Cypriot Bull rhyton or askos: Late Cypriot II (1450-1200 BC)

Bull rhyton or askos

Cypriot Bull Rhyton or askos

Late Bronze Age II - IIIa. 1450-1200 BC

A base ring ware II pottery jug (sometimes classed as a rhyton or askos) in the form of a bull with applied and modelled details. The body is covered in a grey slip and retains much of its original white linear decoration. The jug is filled through the aperture between the head and handle, and there is a small spout through the mouth.These pieces may have been used in a Fertility cult similar to those in Crete, Greece and other countries in the region which feature bulls and sometimes (especially in the Early and Middle Bronze Age) other horned animals. They are slightly more numerous than the two Late Bronze Age types of anthropomorphic figurine put together (see my flat-head figure). In tombs one or other type of anthropomorphic figure may appear, but not both.  A bull askos may be found alongside either type. A Rhyton is a drinking vessel, whereas an askos might be used to pour libations. There are also askoi with a bull head spout on a body shaped like a wine sack. Later hollow bull figurines with no filling hole, which cannot be used as a vessel, started to be made in smaller numbers and the two types continued simultaneously. “Flat Head” anthropomorphic figurines from the time are given the same bovine type ear (possibly linking it to the Egyptian goddess Hathor) and all animal and anthropomorphic figurines have the same eyes made from an applied disc of clay inscribed with a circle. A loop above the snout may allude to a nose ring - a feature only found in 12% of the well over 200 known.  The type was made for about 350 years with almost no variation i and are found in both settlements and tombs. In the latter they are often found with flat-head or earring anthropomorphic figures (which were made over the same time-span) though the two types are almost never found in the same tomb, suggesting they were specific to different allegiances or beliefs.

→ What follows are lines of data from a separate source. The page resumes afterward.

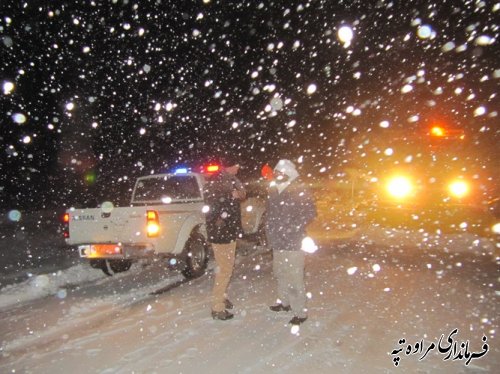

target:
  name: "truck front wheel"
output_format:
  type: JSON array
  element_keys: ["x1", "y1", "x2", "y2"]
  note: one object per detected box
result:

Ends of horns missing and ears badly chipped. Bottom half of front right leg previously (and recently again) restored, otherwise no repairs or restoration.

Size: 13.3 x 17 cms

(Ex. estate of an archaeology professor resident in Canada and Western New York State, USA; acquired by him 1960's-1970's. Possibly the identity of this person could be established but the dealer who first bought this piece from his estate about 7 years ago has no record of the name and claims it is now too late to try to contact the family.)